Receptor Deformation Model May Solve T-cell Triggering Puzzle
T-cells, an essential component of the immune system, are activated after the T-cell's antigen receptor (TCR) binds to an antigen presenting cell's peptide-loaded major histocompatibility complex (pMHC). How this activation occurs has puzzled immunologists for more than two decades. However, it is considered critical to understanding how the immune system works.
Terri Finkel, M.D., Ph.D., and Zhengyu (Mark) Ma, M.D., Ph.D., Division of Rheumatology, have developed a model that shows how an activating signal from the TCR is initiated, or triggered, by the engagement of pMHC. This model, the "receptor deformation model," is an entirely new explanation for how TCR triggering occurs. After being published in PLoS Biology, it was featured in Science and a "Hypothesis" paper in The FASEB Journal.
Dr. Finkel and colleagues looked at an aspect of the triggering process that had been previously overlooked — the mechanical stress exerted on pMHC-TCR interaction by cytoskeletal forces where the dynamic T cell and the antigen-presenting cell meet.
Building on the knowledge that T cells respond well to antigens on antigen presenting cells but do not respond to the same antigens in solution, the team used an artificial system comprised of a lipid bilayer or plastic surface to present defined foreign pMHCs to the TCR. They found that T cells are triggered by very low numbers (less than 10) of pMHCs, even in the absence of endogenous (self) pMHCs or the surface molecules of antigen presenting cells.
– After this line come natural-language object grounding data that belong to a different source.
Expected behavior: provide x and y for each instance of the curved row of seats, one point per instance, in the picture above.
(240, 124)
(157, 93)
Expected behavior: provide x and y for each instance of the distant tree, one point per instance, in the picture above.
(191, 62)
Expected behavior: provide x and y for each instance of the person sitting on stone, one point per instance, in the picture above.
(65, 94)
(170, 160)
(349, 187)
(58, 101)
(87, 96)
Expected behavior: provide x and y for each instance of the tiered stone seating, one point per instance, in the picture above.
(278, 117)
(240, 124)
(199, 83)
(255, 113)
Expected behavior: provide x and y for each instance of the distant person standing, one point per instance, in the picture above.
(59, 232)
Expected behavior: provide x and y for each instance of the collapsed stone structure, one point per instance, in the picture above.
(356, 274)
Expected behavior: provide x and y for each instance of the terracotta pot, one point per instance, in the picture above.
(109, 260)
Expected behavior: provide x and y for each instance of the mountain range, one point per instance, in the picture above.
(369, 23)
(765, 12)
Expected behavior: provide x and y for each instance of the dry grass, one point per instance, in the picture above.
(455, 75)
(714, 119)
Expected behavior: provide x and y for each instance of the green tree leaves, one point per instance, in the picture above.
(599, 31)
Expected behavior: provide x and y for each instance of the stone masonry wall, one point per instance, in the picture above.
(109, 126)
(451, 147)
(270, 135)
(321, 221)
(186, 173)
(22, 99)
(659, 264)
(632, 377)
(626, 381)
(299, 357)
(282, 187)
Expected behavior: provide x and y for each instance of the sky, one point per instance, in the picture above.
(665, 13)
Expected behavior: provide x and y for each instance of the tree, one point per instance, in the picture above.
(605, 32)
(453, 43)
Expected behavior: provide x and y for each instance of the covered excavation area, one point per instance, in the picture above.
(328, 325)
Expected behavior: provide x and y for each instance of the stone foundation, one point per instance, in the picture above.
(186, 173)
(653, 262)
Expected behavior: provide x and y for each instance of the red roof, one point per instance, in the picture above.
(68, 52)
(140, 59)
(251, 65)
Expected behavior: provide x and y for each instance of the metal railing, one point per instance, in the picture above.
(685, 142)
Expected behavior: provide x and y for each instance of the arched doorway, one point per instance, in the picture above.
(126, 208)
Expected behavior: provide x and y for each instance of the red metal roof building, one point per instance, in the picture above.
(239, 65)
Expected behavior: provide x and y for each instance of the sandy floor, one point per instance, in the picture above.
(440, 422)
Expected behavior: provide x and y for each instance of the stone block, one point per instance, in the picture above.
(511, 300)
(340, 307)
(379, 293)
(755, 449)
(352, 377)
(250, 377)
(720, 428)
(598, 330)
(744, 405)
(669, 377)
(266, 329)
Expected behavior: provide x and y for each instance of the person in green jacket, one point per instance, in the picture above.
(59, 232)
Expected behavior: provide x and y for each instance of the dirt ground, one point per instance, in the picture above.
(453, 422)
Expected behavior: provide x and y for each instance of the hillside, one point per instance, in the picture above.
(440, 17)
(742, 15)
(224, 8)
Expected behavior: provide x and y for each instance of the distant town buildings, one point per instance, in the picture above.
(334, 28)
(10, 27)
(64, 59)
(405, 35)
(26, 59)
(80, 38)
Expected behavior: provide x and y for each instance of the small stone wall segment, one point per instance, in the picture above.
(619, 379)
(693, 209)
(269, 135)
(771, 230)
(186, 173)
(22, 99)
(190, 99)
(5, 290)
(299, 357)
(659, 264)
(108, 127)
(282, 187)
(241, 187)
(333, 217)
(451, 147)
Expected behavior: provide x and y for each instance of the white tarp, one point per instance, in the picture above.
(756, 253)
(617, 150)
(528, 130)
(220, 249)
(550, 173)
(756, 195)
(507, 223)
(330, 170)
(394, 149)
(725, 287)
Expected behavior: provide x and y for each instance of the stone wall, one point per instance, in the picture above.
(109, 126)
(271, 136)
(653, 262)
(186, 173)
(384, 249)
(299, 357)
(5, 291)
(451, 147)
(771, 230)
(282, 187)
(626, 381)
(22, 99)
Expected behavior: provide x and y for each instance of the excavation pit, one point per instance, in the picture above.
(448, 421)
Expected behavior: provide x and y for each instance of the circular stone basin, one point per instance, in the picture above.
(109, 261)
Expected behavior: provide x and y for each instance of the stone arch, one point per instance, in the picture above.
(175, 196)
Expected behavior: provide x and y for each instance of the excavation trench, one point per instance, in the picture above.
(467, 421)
TCR triggering critically depended on the T-cell adhesion to a surface and a functioning cytoskeleton that gives T cells the ability to move. These findings led to the receptor deformation model, in which the TCR signal is initiated by conformational changes of the TCR complex, induced by a pulling force. This is the first model to take into consideration the role of external mechanical forces in pMHC-TCR binding in a dynamic 2D environment.
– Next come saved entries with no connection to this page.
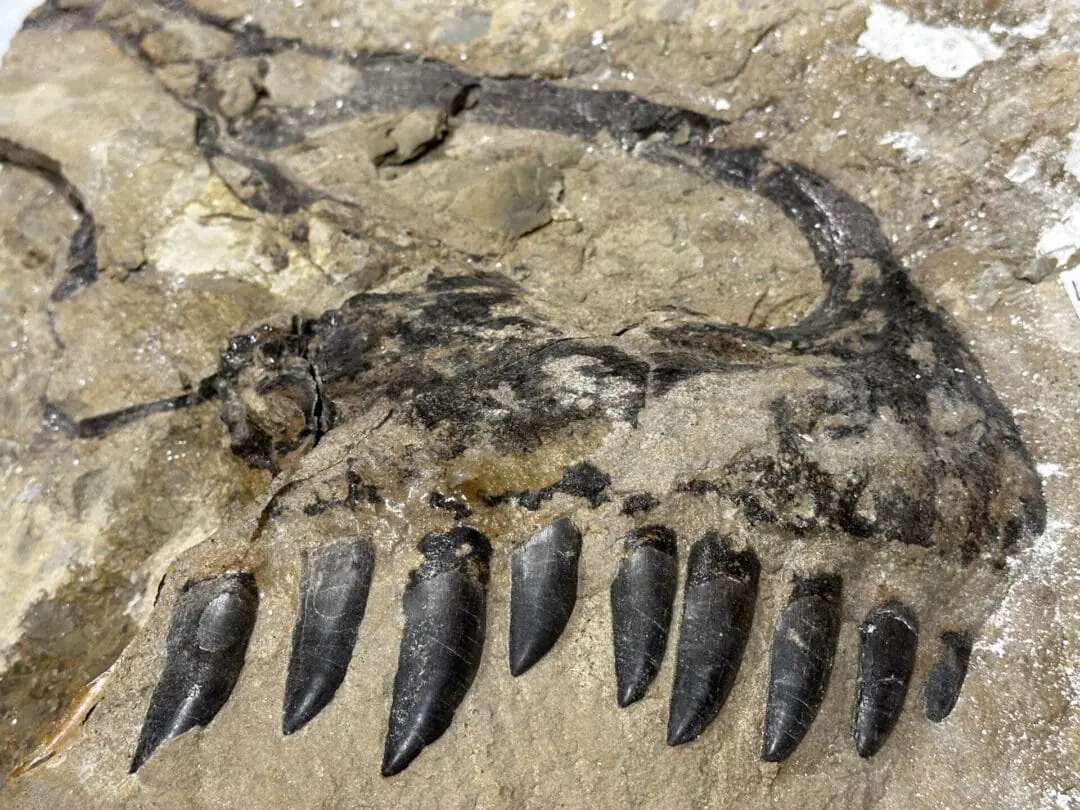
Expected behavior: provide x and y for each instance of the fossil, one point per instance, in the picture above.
(433, 424)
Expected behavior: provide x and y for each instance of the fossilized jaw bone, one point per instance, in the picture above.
(862, 448)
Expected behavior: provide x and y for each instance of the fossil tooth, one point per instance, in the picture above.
(543, 588)
(887, 640)
(204, 652)
(717, 611)
(334, 584)
(643, 593)
(945, 679)
(445, 618)
(804, 644)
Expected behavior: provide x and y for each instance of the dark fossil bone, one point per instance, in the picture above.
(945, 679)
(717, 611)
(447, 354)
(643, 594)
(804, 644)
(445, 606)
(543, 588)
(887, 640)
(204, 652)
(334, 584)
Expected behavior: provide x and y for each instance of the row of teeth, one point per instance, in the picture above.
(445, 619)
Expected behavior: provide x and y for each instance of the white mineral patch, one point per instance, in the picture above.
(1023, 169)
(1031, 29)
(1072, 158)
(908, 143)
(1049, 469)
(12, 14)
(948, 53)
(1062, 239)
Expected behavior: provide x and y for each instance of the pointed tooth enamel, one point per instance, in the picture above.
(204, 651)
(334, 584)
(445, 620)
(804, 645)
(717, 611)
(946, 678)
(887, 642)
(643, 594)
(543, 589)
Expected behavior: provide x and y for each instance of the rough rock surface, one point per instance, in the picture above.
(177, 173)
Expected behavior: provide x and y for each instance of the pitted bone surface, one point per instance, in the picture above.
(459, 409)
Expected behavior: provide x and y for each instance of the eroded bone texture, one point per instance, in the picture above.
(204, 652)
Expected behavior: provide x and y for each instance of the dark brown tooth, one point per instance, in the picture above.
(717, 611)
(804, 645)
(204, 652)
(543, 589)
(445, 606)
(946, 678)
(643, 594)
(887, 642)
(334, 584)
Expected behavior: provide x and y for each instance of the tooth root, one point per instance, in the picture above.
(946, 678)
(543, 588)
(643, 594)
(204, 652)
(804, 645)
(445, 617)
(334, 584)
(887, 640)
(717, 611)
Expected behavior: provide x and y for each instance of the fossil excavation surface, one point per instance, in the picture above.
(531, 440)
This new model addresses all three aspects — mechanism, sensitivity and specificity — of the TCR triggering puzzle. "By introducing mechanical force into the equation, the receptor deformation model offers a straightforward mechanism for T-cell antigen receptor signal initiation, and explains the extraordinary sensitivity and specificity of the T-cell immune response" says Dr. Ma.
This finding may lead to further understanding of a key step in the recognition of foreign antigens by the immune system, as well as the identification of potential targets for the manipulation of T-cell activation and self-tolerance by drugs.
The study was supported by the NIH, Children's Hospital, the Joseph L. Hollander Chair and the Stokes Institute.
Future studies, funded by a new 2-year NIH grant, will study single molecules of TCR and pMHC to focus on the external force required to detach interacting T-cells and antigen presenting cells and the components of the cytoskeleton critically involved in the process.